This recipe has been crafted specifically for the Omica pizza oven. It has been created as best style of dough for our gas pizza oven. There are of course many other methods for making pizza dough that you can try out. Thank you to Antonio at Pizza San Carlo for creating the perfect pizza for us.
Dough Ingredients
- 1kg Tipo ‘00’ flour with a high gluten content. Use strong bread flour with high gluten content as an alternative.
- 2g dry active yeast
- 600ml cold water
- 25-30g table salt
This recipe will give you 7 dough balls of 230g each. Making 7 pizzas of the perfect size to fit in the Omica pizza oven. The approximate cost of making each pizza base is about 20p each. But this does depend on the quality of ingredients purchased.

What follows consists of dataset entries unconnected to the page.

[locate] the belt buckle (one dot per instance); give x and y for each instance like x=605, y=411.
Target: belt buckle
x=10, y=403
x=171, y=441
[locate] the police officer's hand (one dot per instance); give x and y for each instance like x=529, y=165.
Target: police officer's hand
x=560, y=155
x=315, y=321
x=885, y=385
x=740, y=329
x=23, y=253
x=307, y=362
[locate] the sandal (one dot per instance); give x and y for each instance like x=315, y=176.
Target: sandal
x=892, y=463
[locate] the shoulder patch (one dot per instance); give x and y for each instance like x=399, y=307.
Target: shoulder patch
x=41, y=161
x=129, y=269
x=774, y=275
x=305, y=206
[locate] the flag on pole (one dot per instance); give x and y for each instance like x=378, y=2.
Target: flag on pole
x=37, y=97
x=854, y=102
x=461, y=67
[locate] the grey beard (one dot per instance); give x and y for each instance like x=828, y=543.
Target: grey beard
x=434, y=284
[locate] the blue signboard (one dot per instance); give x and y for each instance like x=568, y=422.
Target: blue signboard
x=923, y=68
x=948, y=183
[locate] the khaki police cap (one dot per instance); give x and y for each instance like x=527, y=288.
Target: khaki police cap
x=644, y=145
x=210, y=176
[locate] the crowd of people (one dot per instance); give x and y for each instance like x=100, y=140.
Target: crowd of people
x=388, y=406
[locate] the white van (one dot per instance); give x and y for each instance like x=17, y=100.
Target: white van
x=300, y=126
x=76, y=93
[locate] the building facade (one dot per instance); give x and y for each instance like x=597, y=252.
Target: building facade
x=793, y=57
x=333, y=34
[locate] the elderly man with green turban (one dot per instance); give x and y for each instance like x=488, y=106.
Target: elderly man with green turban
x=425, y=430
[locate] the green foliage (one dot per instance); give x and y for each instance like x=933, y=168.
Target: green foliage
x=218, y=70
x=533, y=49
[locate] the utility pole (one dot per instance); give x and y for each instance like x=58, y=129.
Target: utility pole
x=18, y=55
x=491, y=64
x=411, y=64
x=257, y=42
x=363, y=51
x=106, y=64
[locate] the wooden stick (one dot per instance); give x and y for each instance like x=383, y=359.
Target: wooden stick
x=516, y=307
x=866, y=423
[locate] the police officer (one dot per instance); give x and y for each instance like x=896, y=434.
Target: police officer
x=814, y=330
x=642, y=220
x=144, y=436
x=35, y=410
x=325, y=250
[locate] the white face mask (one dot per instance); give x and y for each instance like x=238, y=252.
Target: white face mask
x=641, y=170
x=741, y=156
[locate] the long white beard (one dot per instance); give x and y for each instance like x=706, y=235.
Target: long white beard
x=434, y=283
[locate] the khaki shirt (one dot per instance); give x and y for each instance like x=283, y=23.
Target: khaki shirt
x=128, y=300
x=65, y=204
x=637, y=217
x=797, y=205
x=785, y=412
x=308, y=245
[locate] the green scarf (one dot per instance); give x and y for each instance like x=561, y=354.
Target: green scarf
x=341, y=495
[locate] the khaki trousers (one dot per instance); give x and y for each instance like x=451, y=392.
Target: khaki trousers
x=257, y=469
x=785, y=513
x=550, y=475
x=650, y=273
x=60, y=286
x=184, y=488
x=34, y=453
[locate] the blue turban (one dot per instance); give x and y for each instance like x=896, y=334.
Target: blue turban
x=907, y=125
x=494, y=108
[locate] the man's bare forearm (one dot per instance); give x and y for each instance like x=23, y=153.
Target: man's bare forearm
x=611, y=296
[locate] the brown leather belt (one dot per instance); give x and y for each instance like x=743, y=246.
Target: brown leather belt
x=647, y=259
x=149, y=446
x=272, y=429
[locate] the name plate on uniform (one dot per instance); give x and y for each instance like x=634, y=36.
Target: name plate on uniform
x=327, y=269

Dough Method - Overnight prove method.
- In a large bowl combine the 4 ingredients in this order. Water, flour, yeast & salt.
- Combine these ingredients together for 5 minutes.
- Leave to rest for 10 minutes and cover with cling film or tea towel if you prefer.
- Kneed the dough for 5 minutes on a board adding flour to the surface to prevent sticking.
- Leave to rest for another 10 minutes and cover with cling film or tea towel.
- Kneed the dough for another 5 minutes.
- Leave to rest for between 30 and 60 minutes and cover with cling film or tea towel.
- Divide the dough into 7 equal dough balls of about 230g each.
- Place the dough balls in a flat container to prove overnight (12-18 hours is best).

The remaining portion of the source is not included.